Di detik terakhir pertandingan, kemenangan diraih oleh Sagala. Untuk pertama kalinya ia ikut bertanding, dan untuk pertama kalinya juga ia menang. Sagala cukup senang sebelum mengingat taruhan terakhir mereka.
"Nih uangnya," ucap Arles tersenyum sembari memberikan uang cash sepuluh juta dari hasil pertandingan di awal pada Sagala. "Masih ingat taruhan terakhirnya?"
"Terima kasih," ucap Sagala mengambil uang cash tersebut. "Nih." Sagala segera menunjuk pipinya yang mulus pada Arles.
Satu pukulan cukup keras melayang tepat di wajah kanan Sagala. Ya, itu taruhan terakhir mereka. Siapa yang menang akan mendapatkan uang yang ditaruhkan beserta satu pukulan pipi kanan.
Sesaat Sagala meringis pelan. Namun, setelahnya tidak peduli. "Duluan ya, Kak. Terima kasih."
"Menang nih ye," puji Favian senang tidak tahu apa yang terjadi pada pipi Sagala.
Keesokan paginya di sekolah, Sagala menggunakan masker untuk menutupi memar yang muncul semalam. Untuk berbicara cukup susah baginya, tetapi jika tidak mengikuti pelajaran pagi ini, sia-sia sudah pekerjaan menghitungnya walaupun kurang sedikit lagi.
"Tumben pakai masker," ucap Fabiola tanpa memandang wajah orang yang di maksud.
"Tumben nanya," ucap Sagala tersenyum di balik maskernya. Sekilas ia memandang wajah Fabiola yang tepat di sebelah mejanya sedang kesusahan menatap papan tulis diujung kanan. "Mau tukeran tempat? Lo yang di tengah, gue yang dipojok."
Fabiola sekilas memandang wajah Sagala tak percaya. "Serius?" Sagala mengangguk sebagai jawaban.
Tanpa aba-aba Sagala sudah berdiri diikuti Fabiola. Mereka bertukar tempat duduk. Di sisi lain ada yang memandang mereka tidak suka.
"Sagala sama Fabiola kenapa itu?" tanya Bu Puji-guru yang mengajar pelajaran akuntansi dasar.
"Tukeran tempat duduk, Bu soalnya Fabiola enggak kelihatan," ucap Sagala jujur tak ingin membuat malu.
"Ya sudah kalau begitu," ucap Bu Puji kembali menerangkan. "Fabiola, ibu mau bertanya. Apa itu jurnal khusus?"
"Jurnal khusus adalah jurnal yang digunakan untuk mencatat kelompok transaksi sejenis," ucap Fabiola lancar tanpa memandang buku. Padahal soal yang diajukan belum diterangkan oleh Bu Puji.
Selanjutnya pelajaran berlangsung dengan tenang.
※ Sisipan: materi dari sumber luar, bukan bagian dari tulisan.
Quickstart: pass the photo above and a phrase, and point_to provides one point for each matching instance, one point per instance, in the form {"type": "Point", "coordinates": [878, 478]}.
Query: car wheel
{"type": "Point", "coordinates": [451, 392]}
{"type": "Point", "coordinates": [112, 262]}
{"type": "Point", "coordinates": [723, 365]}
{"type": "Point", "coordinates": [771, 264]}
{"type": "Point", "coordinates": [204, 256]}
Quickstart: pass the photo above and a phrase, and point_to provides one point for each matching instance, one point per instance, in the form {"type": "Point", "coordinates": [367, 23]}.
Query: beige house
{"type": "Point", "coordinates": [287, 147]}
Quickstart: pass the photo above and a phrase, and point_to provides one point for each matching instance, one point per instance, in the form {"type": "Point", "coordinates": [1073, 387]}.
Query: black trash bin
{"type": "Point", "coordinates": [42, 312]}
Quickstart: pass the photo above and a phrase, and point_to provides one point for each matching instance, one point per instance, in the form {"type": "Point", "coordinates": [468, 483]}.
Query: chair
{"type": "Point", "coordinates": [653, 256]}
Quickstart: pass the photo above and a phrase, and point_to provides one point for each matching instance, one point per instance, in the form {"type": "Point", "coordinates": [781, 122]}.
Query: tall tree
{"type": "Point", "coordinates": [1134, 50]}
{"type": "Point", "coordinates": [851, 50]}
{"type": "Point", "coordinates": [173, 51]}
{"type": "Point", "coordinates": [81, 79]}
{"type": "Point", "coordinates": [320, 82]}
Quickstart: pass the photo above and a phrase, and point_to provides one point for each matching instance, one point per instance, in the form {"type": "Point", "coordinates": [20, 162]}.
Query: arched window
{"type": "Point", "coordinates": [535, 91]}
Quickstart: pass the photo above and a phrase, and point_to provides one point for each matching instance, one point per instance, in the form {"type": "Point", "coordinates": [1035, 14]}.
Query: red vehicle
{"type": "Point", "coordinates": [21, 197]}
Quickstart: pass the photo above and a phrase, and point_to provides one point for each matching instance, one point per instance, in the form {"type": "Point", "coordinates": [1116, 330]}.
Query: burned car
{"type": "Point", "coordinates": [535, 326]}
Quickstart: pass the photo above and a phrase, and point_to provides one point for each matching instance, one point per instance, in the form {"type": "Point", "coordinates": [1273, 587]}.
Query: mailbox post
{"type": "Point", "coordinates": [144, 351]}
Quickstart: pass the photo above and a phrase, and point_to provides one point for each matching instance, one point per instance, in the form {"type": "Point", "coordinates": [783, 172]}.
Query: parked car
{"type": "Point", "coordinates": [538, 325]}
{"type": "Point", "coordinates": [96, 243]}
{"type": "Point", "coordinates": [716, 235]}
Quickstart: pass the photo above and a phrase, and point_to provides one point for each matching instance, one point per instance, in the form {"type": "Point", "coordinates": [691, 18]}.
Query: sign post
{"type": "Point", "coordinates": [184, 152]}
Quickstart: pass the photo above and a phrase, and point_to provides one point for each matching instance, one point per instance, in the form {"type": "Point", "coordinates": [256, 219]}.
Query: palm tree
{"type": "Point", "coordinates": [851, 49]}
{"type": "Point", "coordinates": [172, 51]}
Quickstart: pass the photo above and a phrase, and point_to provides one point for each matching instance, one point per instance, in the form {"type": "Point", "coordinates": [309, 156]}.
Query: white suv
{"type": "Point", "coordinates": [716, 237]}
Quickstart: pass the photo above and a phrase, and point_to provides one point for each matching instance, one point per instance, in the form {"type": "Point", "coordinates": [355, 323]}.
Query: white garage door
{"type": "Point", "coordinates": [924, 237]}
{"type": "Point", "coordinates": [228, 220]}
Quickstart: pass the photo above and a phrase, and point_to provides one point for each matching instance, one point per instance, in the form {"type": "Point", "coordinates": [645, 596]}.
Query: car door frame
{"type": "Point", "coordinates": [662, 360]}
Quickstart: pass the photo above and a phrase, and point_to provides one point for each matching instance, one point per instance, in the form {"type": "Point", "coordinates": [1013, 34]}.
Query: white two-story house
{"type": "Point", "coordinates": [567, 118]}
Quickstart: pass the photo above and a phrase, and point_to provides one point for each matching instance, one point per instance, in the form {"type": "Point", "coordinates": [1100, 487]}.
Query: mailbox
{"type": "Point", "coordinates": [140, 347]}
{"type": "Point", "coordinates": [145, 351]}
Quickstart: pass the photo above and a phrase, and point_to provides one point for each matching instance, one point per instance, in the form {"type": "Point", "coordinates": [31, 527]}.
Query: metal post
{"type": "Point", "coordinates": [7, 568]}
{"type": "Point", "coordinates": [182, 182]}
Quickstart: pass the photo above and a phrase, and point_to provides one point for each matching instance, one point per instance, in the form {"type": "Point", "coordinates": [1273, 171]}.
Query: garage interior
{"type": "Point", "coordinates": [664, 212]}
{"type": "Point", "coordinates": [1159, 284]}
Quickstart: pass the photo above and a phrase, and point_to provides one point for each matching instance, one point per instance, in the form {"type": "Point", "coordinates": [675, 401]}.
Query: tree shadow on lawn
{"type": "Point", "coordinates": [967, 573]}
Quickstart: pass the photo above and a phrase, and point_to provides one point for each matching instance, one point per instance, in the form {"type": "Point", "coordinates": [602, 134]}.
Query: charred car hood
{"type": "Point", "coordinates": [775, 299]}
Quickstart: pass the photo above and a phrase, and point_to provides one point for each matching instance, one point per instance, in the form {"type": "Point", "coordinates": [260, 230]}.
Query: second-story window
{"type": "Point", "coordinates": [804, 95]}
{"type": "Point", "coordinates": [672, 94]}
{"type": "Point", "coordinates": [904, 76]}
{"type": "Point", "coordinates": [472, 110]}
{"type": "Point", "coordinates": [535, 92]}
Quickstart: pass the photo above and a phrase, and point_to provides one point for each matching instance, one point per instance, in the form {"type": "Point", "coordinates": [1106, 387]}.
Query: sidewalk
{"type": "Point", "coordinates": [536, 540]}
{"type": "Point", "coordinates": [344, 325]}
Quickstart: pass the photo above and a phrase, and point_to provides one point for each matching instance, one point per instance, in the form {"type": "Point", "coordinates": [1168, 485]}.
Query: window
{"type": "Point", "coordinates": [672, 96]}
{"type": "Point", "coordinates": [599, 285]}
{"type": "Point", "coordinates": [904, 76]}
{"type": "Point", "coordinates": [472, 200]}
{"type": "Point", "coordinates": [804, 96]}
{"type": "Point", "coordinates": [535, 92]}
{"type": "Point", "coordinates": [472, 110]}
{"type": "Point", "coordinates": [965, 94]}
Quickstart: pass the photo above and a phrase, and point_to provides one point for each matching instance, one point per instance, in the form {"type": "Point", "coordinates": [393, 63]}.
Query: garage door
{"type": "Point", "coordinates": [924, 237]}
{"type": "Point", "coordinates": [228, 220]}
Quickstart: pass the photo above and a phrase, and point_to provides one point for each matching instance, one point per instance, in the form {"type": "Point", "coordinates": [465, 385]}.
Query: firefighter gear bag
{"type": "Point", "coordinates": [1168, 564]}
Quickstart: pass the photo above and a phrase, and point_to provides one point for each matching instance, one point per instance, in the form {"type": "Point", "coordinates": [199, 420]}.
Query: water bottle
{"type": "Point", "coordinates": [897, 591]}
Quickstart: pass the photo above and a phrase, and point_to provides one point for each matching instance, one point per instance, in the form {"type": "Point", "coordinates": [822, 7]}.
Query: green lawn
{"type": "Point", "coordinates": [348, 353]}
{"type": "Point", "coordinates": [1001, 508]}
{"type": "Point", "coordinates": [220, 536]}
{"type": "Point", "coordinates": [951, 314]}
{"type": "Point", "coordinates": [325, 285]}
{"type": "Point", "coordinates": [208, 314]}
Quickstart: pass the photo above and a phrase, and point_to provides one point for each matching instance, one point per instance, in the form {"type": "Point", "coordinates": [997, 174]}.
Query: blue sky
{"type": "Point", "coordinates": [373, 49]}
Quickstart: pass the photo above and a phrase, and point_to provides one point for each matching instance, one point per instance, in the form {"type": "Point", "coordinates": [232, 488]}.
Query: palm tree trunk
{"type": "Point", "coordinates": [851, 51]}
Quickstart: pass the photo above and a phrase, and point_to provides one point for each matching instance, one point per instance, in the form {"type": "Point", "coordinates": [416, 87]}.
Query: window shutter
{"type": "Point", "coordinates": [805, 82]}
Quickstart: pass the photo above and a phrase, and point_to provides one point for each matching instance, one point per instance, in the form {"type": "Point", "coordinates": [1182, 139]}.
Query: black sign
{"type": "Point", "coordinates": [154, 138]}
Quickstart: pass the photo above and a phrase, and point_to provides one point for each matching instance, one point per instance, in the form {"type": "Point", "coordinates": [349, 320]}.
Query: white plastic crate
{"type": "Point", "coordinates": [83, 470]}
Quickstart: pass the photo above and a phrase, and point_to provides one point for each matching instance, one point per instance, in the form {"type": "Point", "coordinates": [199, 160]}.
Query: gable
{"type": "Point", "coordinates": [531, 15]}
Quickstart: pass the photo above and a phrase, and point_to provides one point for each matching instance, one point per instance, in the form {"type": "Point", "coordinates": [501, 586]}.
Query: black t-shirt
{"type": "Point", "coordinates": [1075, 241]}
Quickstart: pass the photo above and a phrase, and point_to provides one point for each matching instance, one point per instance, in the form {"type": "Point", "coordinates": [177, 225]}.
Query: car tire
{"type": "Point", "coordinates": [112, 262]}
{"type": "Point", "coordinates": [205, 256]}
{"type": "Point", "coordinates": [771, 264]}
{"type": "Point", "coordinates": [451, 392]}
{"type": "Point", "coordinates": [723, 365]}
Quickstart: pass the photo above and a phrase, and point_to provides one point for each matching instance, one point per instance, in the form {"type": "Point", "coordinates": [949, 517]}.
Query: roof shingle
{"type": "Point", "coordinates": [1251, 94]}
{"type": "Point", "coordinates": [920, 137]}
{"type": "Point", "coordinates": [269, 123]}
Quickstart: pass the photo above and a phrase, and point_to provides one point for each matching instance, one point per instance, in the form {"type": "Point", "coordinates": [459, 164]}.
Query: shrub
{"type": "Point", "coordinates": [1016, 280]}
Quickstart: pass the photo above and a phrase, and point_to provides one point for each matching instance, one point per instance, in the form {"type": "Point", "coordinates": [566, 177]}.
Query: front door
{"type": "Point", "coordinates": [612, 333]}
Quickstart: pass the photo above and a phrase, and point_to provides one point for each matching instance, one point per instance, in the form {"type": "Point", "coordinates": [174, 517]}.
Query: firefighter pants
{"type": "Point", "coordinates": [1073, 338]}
Tidak terasa waktu menunjukkan pukul tiga sore. Saatnya seluruh siswa pulang.
Sekarang Sagala pulang dengan mobilnya sendiri, karena ia sudah mengamati beberapa siswa kelas sepuluh yang menggunakan kendaraan. Favian selalu ikut serta dengannya.
Biasanya Sagala keluar dari parkiran masih aman, tetapi hari ini ia tidak sengaja menabrak seseorang yang menggunakan motor besar dengan helm full face. Dari bentuk tubuhnya menunjukkan perempuan.
"Woy, kalau pakai mobil hati-hati dong!" teriak orang yang ditabrak Sagala. Dengan kesal Sagala pun turun dari mobilnya.
"Lo yang harusnya hati-hati. Gue belok udah bener ya!" kesal Sagala membanting pintu mobilnya.
"Bantu gue dulu! Kaki gue sakit nih," suruh orang bersuara perempuan tersebut. Dengan terpaksa Sagala membantunya untuk berdirikan motor.
Dengan perlahan perempuan itu membuka helmnya. Rambut panjang dan halus keluar dari persembunyian. Begitu mempesona hingga banyak mata yang memandang. Apalagi ia baru pertama kali berada di sekolah ini.
"Loh, Gendis?" tanya Sagala setelah menyadari bahwa perempuan yang ia tabrak merupakan pacarnya. "Ngapain lo di sekolah gue?"
"Ya belajarlah. Lo kira gue ngapain?" kesal Gendis dengan raut muka masam.
"Lo kan bukan sekolah sini."
"Gue besok bakal jadi siswi di sekolah ini," ucap Gendis kembali memakai helm full facenya setelah membenarkan rambut.
"Lo gila ya?" heran Sagala karena hal ini sangat tiba-tiba.
"Iya gue gila," putus Gendis sudah menyalakan motor hendak pergi begitu saja. "Karena lo pacar gue, gue biarin. Bye, Gala," pamit Gendis sudah meninggalkan parkiran lenyap begitu saja. Sedangkan Sagala masih bingung entah bagaimana akan merespon.